# Chugging through the bar...pun intended!!!



## Jeffnscale (Dec 10, 2015)

Just a few pictures of my layout in my bar. Hope you like it. There's a YouTube video as well if you're interested.
https://youtu.be/3ueW-t84PDE
Thanks for taking a look!!


----------



## Mattsn (Nov 22, 2015)

Great idea for a bar top. Love it


----------



## DennyM (Jan 3, 2016)

Nice layout.


----------



## Franco (Feb 6, 2011)

Very cool! Is that glass or plexi? How thick?


----------



## callmeIshmael2 (May 28, 2012)

*We're all here for the beer!*

The rule here in Canada is: You can't drink too many Molson's Canadian and actually come up with such a great little layout...


----------



## highvoltage (Apr 6, 2014)

Franco said:


> Very cool! Is that glass or plexi? How thick?

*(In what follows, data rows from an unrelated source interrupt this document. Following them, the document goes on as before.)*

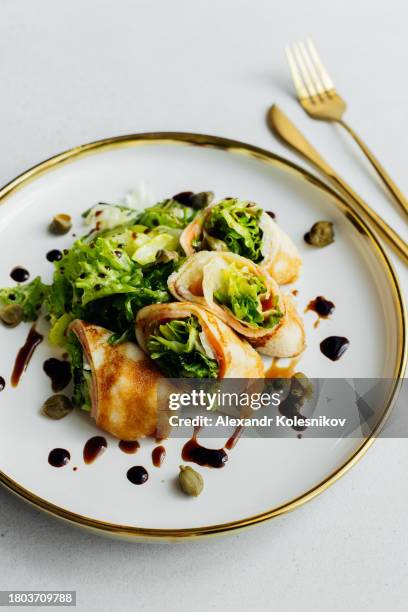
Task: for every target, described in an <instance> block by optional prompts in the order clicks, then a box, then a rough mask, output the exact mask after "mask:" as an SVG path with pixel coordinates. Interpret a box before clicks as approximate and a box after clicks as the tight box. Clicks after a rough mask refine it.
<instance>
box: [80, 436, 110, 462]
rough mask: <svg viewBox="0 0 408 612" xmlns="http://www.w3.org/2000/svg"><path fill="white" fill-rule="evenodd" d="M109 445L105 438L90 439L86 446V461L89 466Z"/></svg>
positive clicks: (101, 453)
mask: <svg viewBox="0 0 408 612" xmlns="http://www.w3.org/2000/svg"><path fill="white" fill-rule="evenodd" d="M107 446H108V443H107V442H106V438H104V437H103V436H94V437H93V438H89V440H88V441H87V442H86V443H85V446H84V452H83V455H84V461H85V463H86V464H87V465H89V464H90V463H93V462H94V461H95V459H96V458H97V457H99V455H101V454H102V453H103V452H105V450H106V447H107Z"/></svg>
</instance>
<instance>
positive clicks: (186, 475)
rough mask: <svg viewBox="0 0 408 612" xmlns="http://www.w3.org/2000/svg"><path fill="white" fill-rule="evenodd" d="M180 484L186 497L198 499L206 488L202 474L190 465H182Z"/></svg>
mask: <svg viewBox="0 0 408 612" xmlns="http://www.w3.org/2000/svg"><path fill="white" fill-rule="evenodd" d="M179 483H180V486H181V488H182V490H183V491H184V493H185V494H186V495H192V496H193V497H198V496H199V495H200V493H201V491H202V490H203V488H204V481H203V477H202V476H201V474H199V473H198V472H196V471H195V470H193V468H191V467H190V466H188V465H180V473H179Z"/></svg>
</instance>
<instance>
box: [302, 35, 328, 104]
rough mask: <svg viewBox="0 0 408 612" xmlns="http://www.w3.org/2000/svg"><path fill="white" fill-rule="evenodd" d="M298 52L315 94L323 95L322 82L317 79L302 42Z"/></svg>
mask: <svg viewBox="0 0 408 612" xmlns="http://www.w3.org/2000/svg"><path fill="white" fill-rule="evenodd" d="M299 51H300V53H301V55H302V58H303V61H304V63H305V65H306V68H307V70H308V72H309V76H310V78H311V80H312V82H313V85H314V88H315V90H316V92H317V93H318V94H320V95H321V94H324V93H325V88H324V85H323V83H322V81H321V79H320V77H319V75H318V73H317V71H316V68H315V66H314V64H313V62H312V60H311V58H310V55H309V53H308V50H307V49H306V46H305V43H304V42H303V41H302V40H301V41H300V42H299Z"/></svg>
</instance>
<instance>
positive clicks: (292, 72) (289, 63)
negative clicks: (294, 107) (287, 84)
mask: <svg viewBox="0 0 408 612" xmlns="http://www.w3.org/2000/svg"><path fill="white" fill-rule="evenodd" d="M285 51H286V57H287V60H288V63H289V70H290V72H291V74H292V79H293V83H294V85H295V89H296V92H297V95H298V97H299V98H301V99H302V98H307V97H308V95H309V94H308V92H307V89H306V87H305V86H304V84H303V80H302V77H301V76H300V72H299V70H298V67H297V64H296V61H295V58H294V56H293V53H292V49H291V48H290V46H289V45H286V47H285Z"/></svg>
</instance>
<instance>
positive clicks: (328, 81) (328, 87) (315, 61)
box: [306, 38, 335, 91]
mask: <svg viewBox="0 0 408 612" xmlns="http://www.w3.org/2000/svg"><path fill="white" fill-rule="evenodd" d="M306 44H307V46H308V49H309V52H310V55H311V56H312V59H313V62H314V65H315V67H316V70H317V71H318V73H319V75H320V79H321V81H322V83H323V85H324V87H325V89H326V91H330V90H334V89H335V87H334V83H333V81H332V80H331V78H330V76H329V73H328V72H327V70H326V68H325V67H324V65H323V63H322V61H321V59H320V57H319V54H318V53H317V51H316V47H315V46H314V44H313V41H312V40H311V39H310V38H308V39H307V41H306Z"/></svg>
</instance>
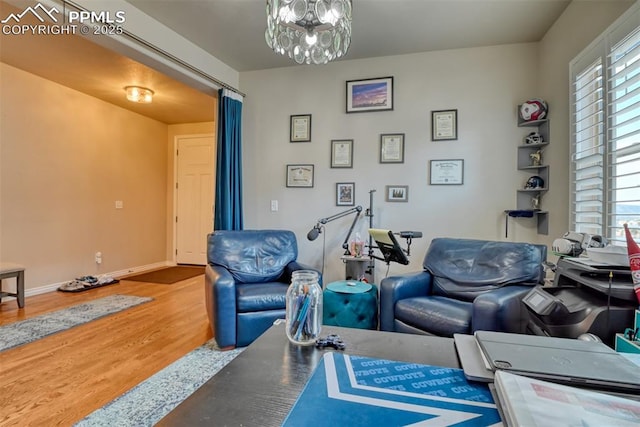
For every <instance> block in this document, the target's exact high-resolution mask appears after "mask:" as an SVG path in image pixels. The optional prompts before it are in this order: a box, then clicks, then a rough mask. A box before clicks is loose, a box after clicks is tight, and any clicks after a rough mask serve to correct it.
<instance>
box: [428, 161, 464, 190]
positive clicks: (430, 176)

From another thread where he talked about his video:

http://www.modeltrainforum.com/showpost.php?p=796410&postcount=10


----------



## Jeffnscale (Dec 10, 2015)

Ahh but you can my friend.... You can!!!!


----------



## 2869ral (Dec 15, 2015)

Very nice! What an awesome idea. You did a great job. :appl:


----------